Poco después, el blanco de las losas del suelo de la clínica de mi padre, médico del pueblo, había dado paso al color rojo ante la extensa laguna de sangre que las cubría. Hasta el alba, estuvieron las ambulancias trasladando heridos a los hospitales del Campo de Gibraltar y demás gaditanos. Hubo quienes, por la intensidad de lo vivido, durmieron en sus moradas con fuertes molestias, y se despertaron al día siguiente, ya con el cuerpo frío, revelándose fracturas. En esa calamidad, mi madre embarazada, abortó por los golpes recibidos en la caída de la plaza de toros. Así perdí al que podría haber sido mi tercer hermano.
Jimena fue la primera noticia de apertura de esa tarde-noche a nivel nacional. Los partes, se seguían llamando así a los informativos radiofónicos como secuelas de una potguerra civil que nunca acababa, de las veinte y veintidós horas de Radio Nacional, dieron cumplida referencia de esta desdicha.

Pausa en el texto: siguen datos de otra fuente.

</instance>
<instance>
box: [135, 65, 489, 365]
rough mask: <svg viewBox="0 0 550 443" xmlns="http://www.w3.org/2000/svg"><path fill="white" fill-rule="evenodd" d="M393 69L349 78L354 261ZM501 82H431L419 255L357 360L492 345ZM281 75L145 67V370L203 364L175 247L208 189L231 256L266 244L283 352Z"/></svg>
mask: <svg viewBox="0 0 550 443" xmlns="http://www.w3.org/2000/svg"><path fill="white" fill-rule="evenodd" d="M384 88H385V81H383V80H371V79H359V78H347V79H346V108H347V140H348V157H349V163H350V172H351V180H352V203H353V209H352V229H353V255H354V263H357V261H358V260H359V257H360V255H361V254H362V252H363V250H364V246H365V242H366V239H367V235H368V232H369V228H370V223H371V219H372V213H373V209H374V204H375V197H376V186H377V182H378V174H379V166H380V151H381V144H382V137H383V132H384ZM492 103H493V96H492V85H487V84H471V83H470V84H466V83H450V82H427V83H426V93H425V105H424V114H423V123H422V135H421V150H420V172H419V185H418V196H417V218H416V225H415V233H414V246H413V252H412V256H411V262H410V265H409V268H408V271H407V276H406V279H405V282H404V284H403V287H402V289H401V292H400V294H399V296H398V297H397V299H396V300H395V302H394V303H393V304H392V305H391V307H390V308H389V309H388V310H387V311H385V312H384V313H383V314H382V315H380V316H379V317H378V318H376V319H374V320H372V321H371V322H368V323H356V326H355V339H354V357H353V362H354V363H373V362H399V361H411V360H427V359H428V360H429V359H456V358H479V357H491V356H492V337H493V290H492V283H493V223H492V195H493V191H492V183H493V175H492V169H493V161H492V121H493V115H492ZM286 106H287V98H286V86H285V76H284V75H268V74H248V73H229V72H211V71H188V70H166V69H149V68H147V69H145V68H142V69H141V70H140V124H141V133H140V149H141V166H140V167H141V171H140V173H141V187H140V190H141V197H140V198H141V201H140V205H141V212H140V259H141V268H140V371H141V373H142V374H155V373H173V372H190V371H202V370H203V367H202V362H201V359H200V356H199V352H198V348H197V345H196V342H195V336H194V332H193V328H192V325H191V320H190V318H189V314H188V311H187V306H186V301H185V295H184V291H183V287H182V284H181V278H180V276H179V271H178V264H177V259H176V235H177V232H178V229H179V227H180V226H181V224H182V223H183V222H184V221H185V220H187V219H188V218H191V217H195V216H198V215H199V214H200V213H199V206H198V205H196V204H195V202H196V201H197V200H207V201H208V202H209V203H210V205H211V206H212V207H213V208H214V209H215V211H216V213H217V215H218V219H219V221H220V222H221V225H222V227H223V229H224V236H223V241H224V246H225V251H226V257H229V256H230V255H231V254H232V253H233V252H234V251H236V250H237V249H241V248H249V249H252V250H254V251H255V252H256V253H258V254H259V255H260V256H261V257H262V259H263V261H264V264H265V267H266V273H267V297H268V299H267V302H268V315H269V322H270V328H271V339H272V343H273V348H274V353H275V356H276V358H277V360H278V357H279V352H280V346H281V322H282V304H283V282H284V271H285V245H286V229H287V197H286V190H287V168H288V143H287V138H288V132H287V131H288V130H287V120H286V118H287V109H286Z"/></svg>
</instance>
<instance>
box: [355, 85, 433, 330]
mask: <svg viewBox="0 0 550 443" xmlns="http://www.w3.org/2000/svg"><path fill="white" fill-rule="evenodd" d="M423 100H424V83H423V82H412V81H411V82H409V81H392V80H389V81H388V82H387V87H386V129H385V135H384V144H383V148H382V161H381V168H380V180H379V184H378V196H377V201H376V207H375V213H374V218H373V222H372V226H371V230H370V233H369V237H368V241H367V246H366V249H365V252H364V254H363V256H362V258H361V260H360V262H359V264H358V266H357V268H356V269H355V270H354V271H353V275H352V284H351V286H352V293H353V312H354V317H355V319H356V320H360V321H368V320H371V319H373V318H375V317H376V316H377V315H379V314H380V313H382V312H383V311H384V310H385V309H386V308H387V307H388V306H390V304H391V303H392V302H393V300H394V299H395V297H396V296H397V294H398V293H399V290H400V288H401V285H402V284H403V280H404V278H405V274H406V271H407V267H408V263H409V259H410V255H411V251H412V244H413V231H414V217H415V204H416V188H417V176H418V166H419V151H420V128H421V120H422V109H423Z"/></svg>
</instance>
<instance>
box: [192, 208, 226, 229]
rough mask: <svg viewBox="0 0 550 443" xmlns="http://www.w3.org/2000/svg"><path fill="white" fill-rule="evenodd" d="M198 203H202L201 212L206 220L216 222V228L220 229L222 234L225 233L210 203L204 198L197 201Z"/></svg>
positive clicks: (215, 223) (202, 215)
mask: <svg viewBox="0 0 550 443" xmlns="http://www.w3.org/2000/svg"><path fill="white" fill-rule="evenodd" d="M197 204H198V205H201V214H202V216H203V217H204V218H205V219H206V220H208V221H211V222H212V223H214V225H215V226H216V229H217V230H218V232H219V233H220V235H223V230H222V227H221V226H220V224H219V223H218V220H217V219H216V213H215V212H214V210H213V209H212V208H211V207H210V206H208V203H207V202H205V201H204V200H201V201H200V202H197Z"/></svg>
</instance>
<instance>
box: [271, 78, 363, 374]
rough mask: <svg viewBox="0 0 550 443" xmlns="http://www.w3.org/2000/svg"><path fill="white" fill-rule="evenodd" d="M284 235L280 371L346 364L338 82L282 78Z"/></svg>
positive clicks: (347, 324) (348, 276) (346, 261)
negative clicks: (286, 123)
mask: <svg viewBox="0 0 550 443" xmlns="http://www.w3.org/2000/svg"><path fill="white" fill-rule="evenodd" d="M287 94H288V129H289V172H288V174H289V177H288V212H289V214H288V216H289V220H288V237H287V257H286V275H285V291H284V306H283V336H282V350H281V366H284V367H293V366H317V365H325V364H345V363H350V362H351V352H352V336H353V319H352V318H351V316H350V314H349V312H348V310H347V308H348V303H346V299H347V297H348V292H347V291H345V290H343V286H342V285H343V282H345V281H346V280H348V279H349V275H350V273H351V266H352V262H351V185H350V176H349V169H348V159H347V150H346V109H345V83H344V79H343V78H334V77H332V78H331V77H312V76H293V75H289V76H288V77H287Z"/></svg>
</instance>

Los más sacrificados en el drama fueron, como casi siempre, los más inocentes: niños aplastados de familias pobres obligados a ver el espectáculo de balde a través de los agujeros y las pequeñas rendijas exteriores que dejaban la unión de los tablones que vallaban el círculo portátil de la plaza.
Hasta la prensa inglesa se hizo eco del trágico suceso. Además de la víctima gibraltareña fallecida, se encontraba en el hemiciclo, como privilegiada espectadora por estar de vacaciones en el Peñón, mistress Julián Amery, hija del primer ministro británico tory, Mister Harold Macmillan, que resultó con magulladuras leves; le acompañaba su marido, Mr. Amery, ministro del Aire en el gobierno de su progenitor.
La feria de agosto de aquel año finalizó en Jimena de forma prematura con el trágico balance de más de 150 heridos y 7 fallecidos. La novillada prevista para el día siguiente ya no pudo ser en señal de luto. Tampoco quedó plaza, ni espectadores con ganas de asistir. Fue ese infierno, hace ahora medio siglo.